Capabilities

Cambridge Pixel can provide modules-of-expertise for processing and display of radar video and related data, as well as camera video. Select from the tabs below to see what capabilities we can provide.

  • Radar Interfacing

    Radars that provide analogue signal outputs require dedicated interface hardware, Cambridge Pixel has a range of radar interface cards. Some modern radars provide an IP network radar video output, which may be received directly into the host machine's Ethernet port. Cambridge Pixel supports a number of different network radar video formats.

  • Radar Tracking

    Tracking is the process of extracting real target information from the primary radar video. The process involves removing or reducing noise and clutter, target detection and then correlation of these detections over time. Track messages may then be sent to clients for display or further processing, such as fusion.

  • Network Distribution

    Acquired primary radar video can be compressed and distributed over the network, within UDP packets. Even radar video that was received into the system as network data may be processed and/or re-formatted before being sent back out. Very low latencies are possible.

  • Recording

    Polar radar video data can be compressed and saved to disk. The entire radar video coverage is recorded, regardless of which portion is being viewed or how it is displayed on the screen at the time. This means that recordings may be reviewed at a later date and examined for details that may have been missed originally.

  • Display Applications

    Cambridge Pixel can supply standard radar display applications (e.g. RadarView) through to framework applications that may be modified and adapted by customers, to bespoke aplications which meet a defined set of requirements.

  • Software Development Kit

    Cambridge Pixel can supply software toolkits, providing developers with the freedom and flexibility to develop their own radar processing and display applications. Support is available for developers using C/C++, Java and .NET languages.

  • Radar Interfacing

    Secondary radars may provide analogue video and control signals and therefore require dedicated interface hardware. Alternatively, they may output secondary plot/track messages over serial or network interface, which may be received straight into software.

  • Radar Tracking

    Tracking is the process of extracting real target information from the radar video or plot information. The process involves target detection and then correlation of these detections over time. Track messages may then be sent to clients for display or further processing, such as fusion with primary track information.

  • Track Fusion

    Track fusion is a means of aggregating primary and secondary track information, taking the best elements of both. Unlike secondary radar, primary radar does not rely on cooperation of an aircraft transponder, so fusion of primary and secondary tracks can provide a more robust view of the air situation than secondary tracks alone.

  • Recording

    Polar radar video data can be compressed and saved to disk. The entire radar video coverage is recorded, regardless of which portion is being viewed or how it is displayed on the screen at the time. This means that recordings may be reviewed at a later date and examined for details that may have been missed originally.

  • Display Applications

    Cambridge Pixel has developed the ASD-100 display application specifically for air surveillance projects involving display of secondary radar data. ASD-100 is a ready-to-run application but source code packages are also available, allowing developers to modify ASD-100 to suit their precise requirements.

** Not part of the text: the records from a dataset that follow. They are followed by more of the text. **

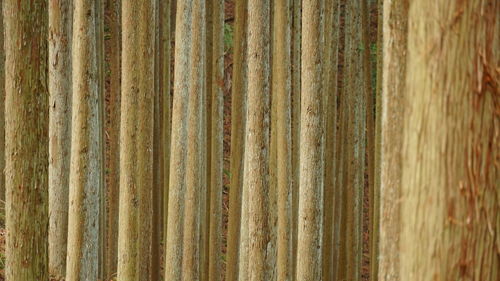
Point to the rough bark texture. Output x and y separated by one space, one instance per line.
191 263
256 179
136 138
27 139
85 167
165 57
311 146
296 42
173 248
238 121
216 184
330 91
60 26
353 178
2 114
282 97
113 46
449 184
395 25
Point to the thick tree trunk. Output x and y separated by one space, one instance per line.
330 92
449 184
60 26
395 24
173 247
238 123
27 139
256 179
191 263
216 165
85 167
311 146
136 159
112 122
282 98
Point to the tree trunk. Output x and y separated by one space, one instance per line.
330 92
395 24
136 159
295 115
282 97
238 123
256 164
85 167
27 139
311 146
216 165
173 247
60 94
113 132
191 263
449 183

  • Software Development Kit

    Cambridge Pixel can supply software toolkits, providing developers with the freedom and flexibility to develop their own radar processing and display applications. Support is available for developers using C/C++, Java and .NET languages.

  • Radar-Camera Integration

    Our video software can interface to camera video sources via numerous third-party capture devices or receives H.264 video directly via RTSP/RTP connection. The combination of radar and camera video support allows fully-integrated security and surveillance applications to be developed.

  • Tracking

    Camera video may be analysed to extract a target of interest, which may then be tracked from frame-to-frame. The tracking output can be used to steer the camera, keeping the target within the camera's field of view, used to raise an alarm or to cue external systems.

  • Slew-to-Cue

    Within integrated radar and camera video display applications, the positioning of a steerable PTZ camera can be based on radar track information. The user may select a target that the radar has detected and the camera is then slewed to the target's direction. As the target moves the camera direction is updated automatically.

  • Recording

    Camera video recording can be integrated at either end of a server-client system and can take advantage of hardware acceleration to compress the video data, before saving it to disk. Multiple channels may be saved together, ensuring synchronisation on replay. Recording of network video packet data is also supported.

  • Display Applications

    Cambridge Pixel has number of options available for camera video display applications, including a fully-integrated, multi-camera, multi-radar surveillance application. Bespoke display applications and custom developments may also be possible. Please ask us if you have specific requirements.

  • Software Development Kit

    Cambridge Pixel can supply software toolkits, providing developers with the freedom and flexibility to develop their own camera video processing and display applications. Support is available for developers using C/C++.